Il est encore possible de refuser cette utilisation en remplissant un formulaire dédié depuis les paramètres de Facebook ou d’Instagram. Sur Instagram, rendez-vous dans votre profil, cliquez sur les trois barres en haut à droite, puis descendez jusqu’au «Centre de confidentialité». Sur Facebook, la marche à suivre est similaire, via les paramètres de confidentialité. Le lien vers le formulaire apparaît dans un paragraphe mentionnant explicitement la possibilité de s’opposer.
Il suffit alors de saisir votre adresse e-mail associée au compte et de valider. Meta promet un e-mail de confirmation attestant que vos données ne seront pas utilisées. Mais attention, cette démarche ne couvre que les contenus que vous avez vous-même publiés. Si des photos ou textes vous concernant ont été partagés par un tiers, un second formulaire – plus complexe – doit être rempli. Meta y demande des précisions supplémentaires, notamment des exemples de contenus concernés et la justification de votre demande.
La date du 27 mai n’est pas une barrière absolue : il restera possible de remplir les formulaires après cette échéance, mais une partie de vos données aura déjà été récupérée par l’entreprise. L’opposition ne sera donc pas rétroactive. Et même après opposition, le risque d’être partiellement exposé demeure. Meta le reconnaît dans sa politique de confidentialité : «Nous sommes susceptibles de continuer à traiter des informations vous concernant pour développer et améliorer le service IA par Meta, même si vous vous y opposez ou que vous n’utilisiez pas nos produits.» Cela pourrait notamment survenir dans deux cas : si vous apparaissez sur une photo publiée par un autre utilisateur ou si vous êtes mentionné dans une publication, une légende ou un commentaire public posté par un tiers.
Des garde-fous insuffisants ?
Pour justifier cette initiative, l’entreprise invoque «l’intérêt légitime», une base juridique prévue par le règlement général sur la protection des données (RGPD). Cette position a été validée en décembre 2024 par le Comité européen de la protection des données, malgré les réserves de nombreuses associations de défense de la vie privée. L’ONG autrichienne NOYB a notamment déposé plainte dans onze pays européens. Mais la Cour d’appel de Cologne, en Allemagne, a récemment estimé que le projet de Meta ne contrevenait pas à la réglementation en vigueur.

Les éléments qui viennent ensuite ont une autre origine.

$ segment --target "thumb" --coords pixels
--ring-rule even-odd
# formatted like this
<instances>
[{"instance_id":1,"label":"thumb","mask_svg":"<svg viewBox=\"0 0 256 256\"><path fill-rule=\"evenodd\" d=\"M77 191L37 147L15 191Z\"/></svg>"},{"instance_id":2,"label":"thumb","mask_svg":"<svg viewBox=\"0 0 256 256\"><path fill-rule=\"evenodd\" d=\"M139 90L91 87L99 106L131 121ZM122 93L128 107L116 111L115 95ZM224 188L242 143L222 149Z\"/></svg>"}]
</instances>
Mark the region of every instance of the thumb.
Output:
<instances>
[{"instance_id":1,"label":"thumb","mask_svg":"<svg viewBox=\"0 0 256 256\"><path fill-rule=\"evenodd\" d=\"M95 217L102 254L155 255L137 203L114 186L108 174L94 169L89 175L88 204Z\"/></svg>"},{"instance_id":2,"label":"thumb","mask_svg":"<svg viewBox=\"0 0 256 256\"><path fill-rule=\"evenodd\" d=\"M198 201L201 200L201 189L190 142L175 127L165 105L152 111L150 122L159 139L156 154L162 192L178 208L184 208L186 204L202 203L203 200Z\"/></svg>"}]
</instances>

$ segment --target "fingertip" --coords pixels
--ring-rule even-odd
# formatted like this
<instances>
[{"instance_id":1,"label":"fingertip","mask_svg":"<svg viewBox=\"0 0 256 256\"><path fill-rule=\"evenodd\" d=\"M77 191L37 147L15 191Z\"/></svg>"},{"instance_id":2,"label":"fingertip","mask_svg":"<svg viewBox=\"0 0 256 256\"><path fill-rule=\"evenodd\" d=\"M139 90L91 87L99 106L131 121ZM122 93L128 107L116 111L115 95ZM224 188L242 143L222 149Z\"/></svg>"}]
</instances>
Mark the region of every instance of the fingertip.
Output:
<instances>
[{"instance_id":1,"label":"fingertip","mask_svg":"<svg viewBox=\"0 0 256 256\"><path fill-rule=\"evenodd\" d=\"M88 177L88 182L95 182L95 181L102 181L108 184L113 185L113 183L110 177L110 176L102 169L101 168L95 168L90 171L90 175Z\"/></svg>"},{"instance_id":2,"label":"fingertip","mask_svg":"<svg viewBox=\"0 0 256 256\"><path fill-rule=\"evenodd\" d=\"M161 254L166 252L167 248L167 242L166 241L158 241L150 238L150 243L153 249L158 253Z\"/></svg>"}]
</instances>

La Commission nationale de l’informatique et des libertés (CNIL) rappelle que le recours à «l’intérêt légitime» ne peut être invoqué que si trois conditions sont remplies : le traitement doit répondre à un objectif légitime, être nécessaire, et ne pas porter atteinte de manière disproportionnée aux droits des personnes concernées. Pour l’instant, il appartient aux utilisateurs de se mobiliser. Et de le faire vite. Passé ce délai, les publications publiques de millions d’Européens pourront alimenter les algorithmes du géant américain.